Wednesday, September 29, 2004

September 22

As for the salmon, Scott says the rebel coho are actually called “jacks” and are about 95% male, so their population isn’t swelling in the traditional manner. And he knows of no data indicating that anadromous steelheads typically breed with other steelheads instead of with rainbow trout. So my conclusions were, predictably, a little shaky. Species can become separated, though, Scott says, because of behavioral differences – the separation needn’t be spatial. Two particular species of moths, for instance, are physically capable of interbreeding but are evolving as separate species because one breeds during the day and the other at night, although they inhabit the same area.

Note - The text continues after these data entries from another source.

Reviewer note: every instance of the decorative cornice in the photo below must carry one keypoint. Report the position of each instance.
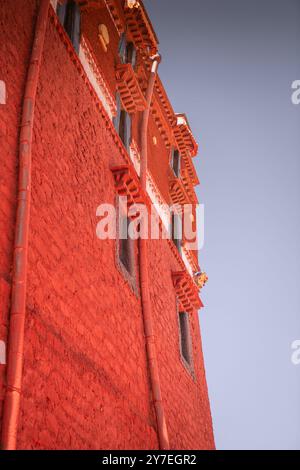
(186, 291)
(141, 30)
(131, 94)
(98, 77)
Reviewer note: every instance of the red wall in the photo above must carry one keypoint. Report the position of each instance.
(85, 382)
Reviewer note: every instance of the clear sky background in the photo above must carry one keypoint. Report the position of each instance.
(229, 65)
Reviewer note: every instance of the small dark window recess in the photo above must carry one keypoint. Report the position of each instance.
(69, 15)
(176, 230)
(122, 123)
(185, 339)
(127, 51)
(122, 48)
(131, 54)
(175, 162)
(126, 253)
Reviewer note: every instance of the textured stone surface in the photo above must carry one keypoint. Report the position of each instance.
(85, 381)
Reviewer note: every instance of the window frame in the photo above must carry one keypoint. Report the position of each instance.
(130, 275)
(69, 15)
(185, 341)
(176, 169)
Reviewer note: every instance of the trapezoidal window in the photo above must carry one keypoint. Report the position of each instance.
(185, 338)
(127, 51)
(122, 123)
(175, 162)
(69, 15)
(176, 230)
(126, 247)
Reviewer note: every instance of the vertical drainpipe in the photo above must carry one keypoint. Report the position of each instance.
(144, 279)
(19, 281)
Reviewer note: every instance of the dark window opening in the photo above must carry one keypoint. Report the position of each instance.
(175, 162)
(185, 339)
(127, 51)
(131, 54)
(122, 123)
(126, 247)
(122, 48)
(69, 15)
(176, 230)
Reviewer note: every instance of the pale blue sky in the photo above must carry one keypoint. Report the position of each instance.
(229, 65)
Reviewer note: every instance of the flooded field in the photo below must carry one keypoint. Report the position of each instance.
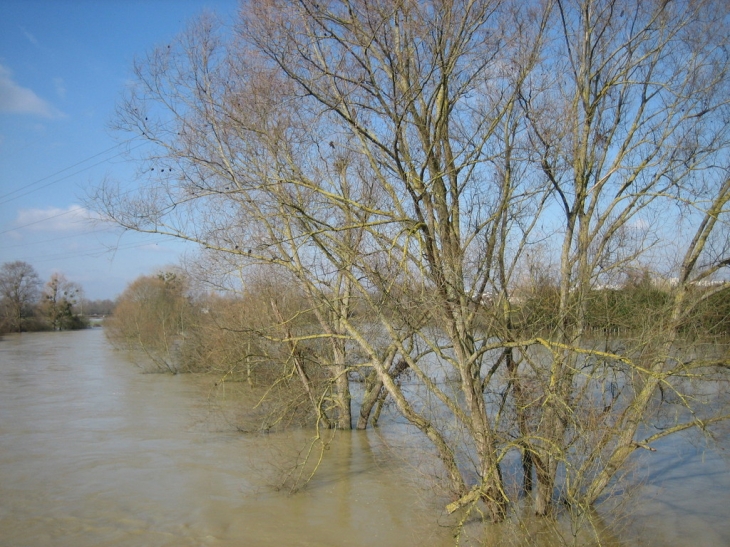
(94, 452)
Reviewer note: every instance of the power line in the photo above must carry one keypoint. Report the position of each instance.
(66, 176)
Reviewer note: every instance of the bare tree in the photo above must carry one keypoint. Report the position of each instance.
(19, 289)
(58, 302)
(151, 317)
(415, 167)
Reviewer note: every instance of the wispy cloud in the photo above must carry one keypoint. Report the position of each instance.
(60, 86)
(16, 99)
(32, 39)
(53, 219)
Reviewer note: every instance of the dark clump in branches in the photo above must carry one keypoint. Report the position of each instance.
(521, 207)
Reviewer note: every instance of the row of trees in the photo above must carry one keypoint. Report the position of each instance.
(407, 168)
(26, 304)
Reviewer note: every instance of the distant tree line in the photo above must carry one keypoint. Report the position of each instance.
(445, 204)
(26, 304)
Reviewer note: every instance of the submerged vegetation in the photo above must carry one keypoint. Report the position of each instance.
(508, 219)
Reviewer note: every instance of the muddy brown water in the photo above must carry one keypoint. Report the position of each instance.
(94, 452)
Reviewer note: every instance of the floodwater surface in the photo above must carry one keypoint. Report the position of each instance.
(95, 452)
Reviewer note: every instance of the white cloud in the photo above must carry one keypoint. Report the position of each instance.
(16, 99)
(53, 219)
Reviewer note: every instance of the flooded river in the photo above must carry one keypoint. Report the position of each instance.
(94, 452)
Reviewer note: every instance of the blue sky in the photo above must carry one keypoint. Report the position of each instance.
(63, 66)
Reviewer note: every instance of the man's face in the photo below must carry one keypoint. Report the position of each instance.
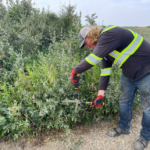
(88, 43)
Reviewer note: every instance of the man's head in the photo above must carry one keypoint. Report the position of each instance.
(89, 35)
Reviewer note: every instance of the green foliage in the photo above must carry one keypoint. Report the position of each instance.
(38, 50)
(91, 19)
(2, 9)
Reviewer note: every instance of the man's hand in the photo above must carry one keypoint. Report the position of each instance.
(73, 77)
(98, 101)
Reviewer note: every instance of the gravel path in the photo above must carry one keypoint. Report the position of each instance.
(93, 137)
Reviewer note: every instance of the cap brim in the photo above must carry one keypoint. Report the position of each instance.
(82, 44)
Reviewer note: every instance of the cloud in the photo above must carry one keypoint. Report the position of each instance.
(145, 1)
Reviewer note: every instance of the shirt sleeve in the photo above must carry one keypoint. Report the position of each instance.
(105, 74)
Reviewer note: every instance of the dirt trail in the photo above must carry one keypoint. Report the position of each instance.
(93, 137)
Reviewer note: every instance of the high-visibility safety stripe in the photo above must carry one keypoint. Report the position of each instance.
(121, 57)
(106, 72)
(114, 54)
(129, 50)
(93, 59)
(108, 28)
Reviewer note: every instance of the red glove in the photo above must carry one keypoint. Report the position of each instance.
(73, 73)
(98, 101)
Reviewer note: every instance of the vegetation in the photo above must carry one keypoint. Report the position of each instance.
(38, 50)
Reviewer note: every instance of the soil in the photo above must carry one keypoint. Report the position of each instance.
(92, 137)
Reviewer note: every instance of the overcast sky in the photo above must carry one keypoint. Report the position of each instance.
(113, 12)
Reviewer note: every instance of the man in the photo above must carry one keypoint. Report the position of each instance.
(128, 50)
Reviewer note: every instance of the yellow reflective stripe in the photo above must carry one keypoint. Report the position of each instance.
(132, 32)
(126, 48)
(132, 52)
(115, 51)
(96, 57)
(109, 28)
(113, 55)
(106, 69)
(90, 62)
(106, 72)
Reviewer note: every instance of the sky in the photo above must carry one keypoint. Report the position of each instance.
(109, 12)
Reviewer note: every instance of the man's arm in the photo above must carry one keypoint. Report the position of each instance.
(101, 92)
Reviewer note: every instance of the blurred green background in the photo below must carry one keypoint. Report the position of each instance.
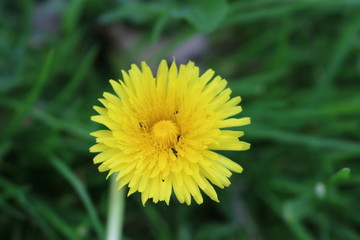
(296, 64)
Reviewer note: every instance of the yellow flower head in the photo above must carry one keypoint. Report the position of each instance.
(162, 132)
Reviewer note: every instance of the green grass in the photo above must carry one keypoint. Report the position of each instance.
(295, 63)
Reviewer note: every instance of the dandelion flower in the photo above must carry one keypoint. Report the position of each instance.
(163, 130)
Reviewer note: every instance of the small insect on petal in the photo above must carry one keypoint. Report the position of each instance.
(160, 132)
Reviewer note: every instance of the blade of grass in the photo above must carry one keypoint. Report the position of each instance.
(77, 78)
(55, 220)
(82, 193)
(30, 99)
(344, 44)
(291, 137)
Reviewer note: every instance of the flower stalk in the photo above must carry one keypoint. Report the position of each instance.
(115, 212)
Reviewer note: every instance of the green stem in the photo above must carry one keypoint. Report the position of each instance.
(115, 212)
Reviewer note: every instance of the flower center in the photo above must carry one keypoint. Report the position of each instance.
(164, 131)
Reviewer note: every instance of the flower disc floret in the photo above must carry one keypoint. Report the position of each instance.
(162, 132)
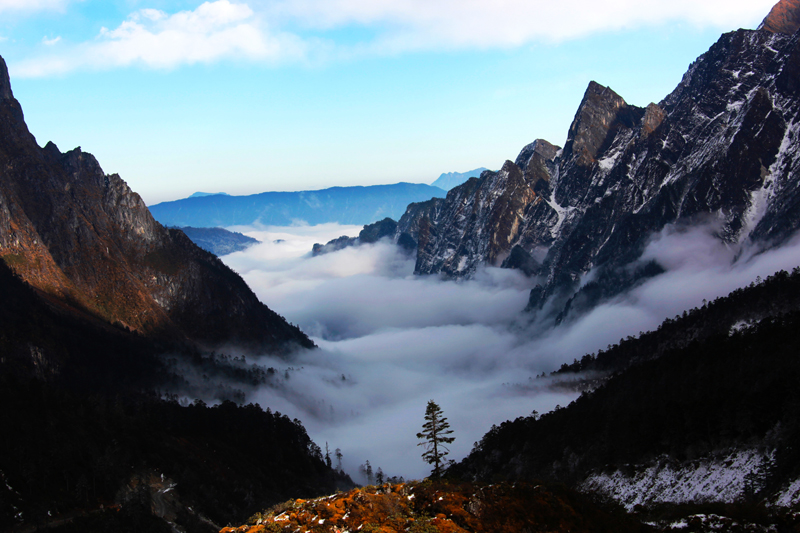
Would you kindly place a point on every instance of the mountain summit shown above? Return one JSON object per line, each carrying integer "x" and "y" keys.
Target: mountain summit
{"x": 719, "y": 148}
{"x": 88, "y": 244}
{"x": 783, "y": 18}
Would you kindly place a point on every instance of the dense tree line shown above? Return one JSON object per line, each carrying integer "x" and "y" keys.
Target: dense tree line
{"x": 80, "y": 414}
{"x": 696, "y": 386}
{"x": 772, "y": 297}
{"x": 60, "y": 451}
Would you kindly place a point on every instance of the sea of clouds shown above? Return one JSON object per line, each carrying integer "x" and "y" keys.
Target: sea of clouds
{"x": 390, "y": 341}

My classmates are interesting people. Tonight Kirra and Smiley John are sleeping at my place, where they’ll probably sleep for the remainder of the course. Kirra was born Australian, and had dreamed her whole life of living in Steamboat Springs, CO. She got her green card a few years ago and is studying for her citizenship exam now. John knew Kirra from leading tours with the same travel company two years ago. The two reunited this summer when Kirra delivered a motorhome to Alaska, where John was working – she currently works delivering vehicles across the United States – and the two drove into Crested Butte together. They were camping in the back of Kirra’s refrigerator truck until the police told them they couldn’t camp in town. Then Kirra asked me if she and John could camp in my driveway. Sure, I told her, but you’re also welcome to sleep in our extra beds.

Kirra, John, Scott and I spent all afternoon outside with our WFR class going through potential medical scenarios as the snow swirled around us and the mercury bobbed in the thirties. I mimicked a climber with a broken wrist and a nasty case of Acute Stress Reaction, Kirra devised a backboard for an unconscious patient while Scott stabilized a spine and John helped to splint a compound fibula fracture. The four of us find ourselves here, in this mountain town, learning the same things and working on the same projects, thousands of miles and millions of ideas from the places we began. It is one of fate’s everyday statistical impossibilities.